Monday 28 September 2009

Ndb software architecture

I'm sure that someone else can describe the actual history of Ndb development much better, but here's my limited and vague understanding.

  • Ndb is developed in an environment (Ericsson AXE telecoms switch) where Ericsson's PLEX is the language of choice
    PLEX supports multiple state machines (known as blocks) sending messages (known as signals) between them with some system-level conventions for starting up, restart and message classes. Blocks maintain internal state and define signal handling routines for different signal types. Very little abstraction within a block beyond subroutines is supported. (I'd love to hear some more detail on PLEX and how it has evolved). This architecture maps directly to the AXE processor design (APZ) which is unusual in having signal buffers implemented directly in silicon rather than software. This hard-coding drove Ndb's initial max supported signal size of 25 x 32-bit words.
  • An emulated PLEX environment (VM) is made available on Unix systems, written in C++
    The VM runs as a Unix process. PLEX code for blocks is interpreted. Signals are routed between blocks by the VM. This allows development and deployment of PLEX based systems on standard Unix systems. It also allows Plex based systems to easily interact with Unix software. Each VM instance is a single threaded process routing incoming signals to the signal handling functions in each block class.
  • A PLEX to C++ translation system is designed
    Blocks are mapped to large C++ classes with signal handling methods and per-block global state mapped to member variables. The limited labelling and abstraction encoded in the PLEX source are mapped to C style code within C++ classes.
  • The VM environment is 'branched' from the original PLEX/AXE environment and starts to evolve independently as a base for Ndb.
    It offers access to more OS services such as communication, disk IO etc. Plex interpretation functionality is removed as all relevant Plex code has been mapped to native C++. VM instances can communicate with each other over various channels and form a distributed system.
  • At some point in the timeline around here the Ndb team and product leave Ericsson
  • Over time, common block functionality is abstracted into base and utility classes.
    Hardware and system-convention sourced constraints are eased, the level of abstraction is raised. New blocks are designed and implemented without a Plex heritage making use of C++ abstraction facilities. Existing blocks are refactored.
  • Multi-threaded Ndbd (ndbmtd) is introduced, with groups of block instances running on different threads.
    Rather than being a radical design, it's a move back towards the original PLEX design point of 1 block instance per processor.

Today, Ndb executes a blocks communicating via signals model. Signals are no longer limited to 25 words. In single threaded Ndb (ndbd), all blocks share a single thread, with separate threads used for inter-VM communication setup and disk IO. In multi threaded Ndb (ndbmtd), block instances are grouped, and different functional groups share threads. In all cases, each block instance remains single-threaded, although the thread may be shared with other blocks.

The blocks and signals model is reminiscent of Erlang and Hoare's CSP – where concurrency is modelled as serial (or sequential) processes communicating with explicit messages, as opposed to a shared-memory model where communication occurs via memory with correctness controlled by locks, memory barriers and atomic instructions.
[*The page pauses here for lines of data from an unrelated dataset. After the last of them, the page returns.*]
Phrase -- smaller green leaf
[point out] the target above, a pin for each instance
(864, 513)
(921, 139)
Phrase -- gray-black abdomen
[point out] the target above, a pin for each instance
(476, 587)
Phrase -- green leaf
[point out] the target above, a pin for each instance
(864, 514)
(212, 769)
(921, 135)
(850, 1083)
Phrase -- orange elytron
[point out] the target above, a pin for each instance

It can also be considered similar to MPI and the Active object / Actor model.

Using explicit messaging for synchronisation/communication has costs – at runtime a given algorithm may require more data copying. At design time, potential concurrency must be explicitly designed-in with messaging and state changes. Mapping sequential algorithms to message passing state machines may require a bigger code transformation than mapping to a naive multithread safe shared-memory and locks implementation.

However I believe that these costs are generally paid off by the benefit of improved code clarity. Inter state-machine synchronisation becomes clearly visible, making synchronisation costs easier to visualise and understand. With explicit messaging as the main mechanism for inter-thread and inter-process communication, there is only a small kernel of multithreaded code to be implemented, proved correct and optimised. The bulk of the code can be implemented in single threaded style. There is no need for diverse libraries of multithread-optimised data structures. Processor and system architecture specific code and tradeoffs are minimised.
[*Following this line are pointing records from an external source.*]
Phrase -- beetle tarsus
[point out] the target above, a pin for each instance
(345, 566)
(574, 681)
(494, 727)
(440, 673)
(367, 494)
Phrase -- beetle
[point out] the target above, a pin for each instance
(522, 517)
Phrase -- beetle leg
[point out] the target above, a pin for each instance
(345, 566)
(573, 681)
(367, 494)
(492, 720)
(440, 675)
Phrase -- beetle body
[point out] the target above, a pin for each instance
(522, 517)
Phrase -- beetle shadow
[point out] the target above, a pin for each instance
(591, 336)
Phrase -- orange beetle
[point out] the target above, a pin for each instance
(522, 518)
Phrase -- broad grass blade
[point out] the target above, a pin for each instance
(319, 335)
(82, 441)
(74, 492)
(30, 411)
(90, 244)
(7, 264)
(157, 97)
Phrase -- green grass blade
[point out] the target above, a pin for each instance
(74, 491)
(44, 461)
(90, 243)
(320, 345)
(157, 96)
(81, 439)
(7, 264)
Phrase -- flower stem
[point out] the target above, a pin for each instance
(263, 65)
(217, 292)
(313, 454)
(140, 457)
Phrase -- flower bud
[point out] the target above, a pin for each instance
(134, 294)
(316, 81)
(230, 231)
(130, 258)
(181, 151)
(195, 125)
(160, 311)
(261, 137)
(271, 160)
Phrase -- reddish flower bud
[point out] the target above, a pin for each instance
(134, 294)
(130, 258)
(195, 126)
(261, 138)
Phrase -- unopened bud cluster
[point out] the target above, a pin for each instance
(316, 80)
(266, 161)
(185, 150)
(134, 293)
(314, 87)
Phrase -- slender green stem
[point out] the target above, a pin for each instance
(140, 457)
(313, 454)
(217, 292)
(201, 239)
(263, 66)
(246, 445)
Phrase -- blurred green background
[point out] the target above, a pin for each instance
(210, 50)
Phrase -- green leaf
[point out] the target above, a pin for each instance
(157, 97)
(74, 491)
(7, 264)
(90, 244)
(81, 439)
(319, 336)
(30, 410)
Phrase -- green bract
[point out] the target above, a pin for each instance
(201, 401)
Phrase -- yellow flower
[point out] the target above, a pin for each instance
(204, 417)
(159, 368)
Internally, Ndb's VM supports only asynchronous messages between blocks. Using an asynchonous message passing style has many benefits. As the sending thread does not block awaiting a response to a message sent, it can work on other jobs, perhaps including the message just sent. This allows it to make the best use of warm instruction and data caches, reduces voluntary context switches and can reduce the likelihood of deadlock. Blocking IO (network, disk) is outsourced to a pool of threads. The signal processing thread(s) never block, except when no signals are available to process. The responsiveness of the system can be ensured by using prioritised job queues to determine the job to execute next and minimising the time spent processing individual jobs. From a formal point of view the number of possible multithreaded interactions is vastly reduced as thread-interleaving is only significant at signal processing boundaries. These limitations can make it easier to reason about the correctness and timing properties of the system.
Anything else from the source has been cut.